There are altogether more than fifty levels in 11 segments and the more bonus points you get the more bonus levels you will unlock (nine of them altogether). Only I doubt that you will spend much time playing the bonus levels as they are not really too interesting (they are in fact mini-games like - squashing the frog, tossing bombs, a quasi FPS similar to the first game of the serial, etc.). Still, it is a pleasure of its own to simply unlock them. There is no multiplayer mode in Hoodlum Havoc, and all of you who want to fight each other will have to cope with Rayman M (Rayman Arena) which appeared about six months ago.
The sounds were upgraded as well. If we disregard the large number or perfectly recorded sounds and the excellent music, the sad fact remains that the characters started speaking proper English in "normal" voices. I always loved the fact that all creatures had their own languages, as I believe that only improved the atmosphere...none of that here, but its not really missed.
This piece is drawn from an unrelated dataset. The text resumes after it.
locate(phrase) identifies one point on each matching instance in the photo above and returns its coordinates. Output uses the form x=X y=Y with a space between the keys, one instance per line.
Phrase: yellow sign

Besides this tiny "flaw", the third Rayman game has completely fulfilled our expectations. The development team didn't say "Let's make a couple of new levels and rush up the graphics and call it a day"; they obviously took on developing this game with a strong will to introduce as many novelties as possible, in order to preserve the spirit of the game without disappointing the fans. This is why I was also happy to find out on the official forums these days that the fourth sequel is already being planed!
8.5 Very Good
A great arcade platformer, which is still a rarity on PC, excellent atmosphere, low frustration level, humor, and did I mention the game has reasonable price tag of $19.99...
Controls are not made for beginners, "normal" speech.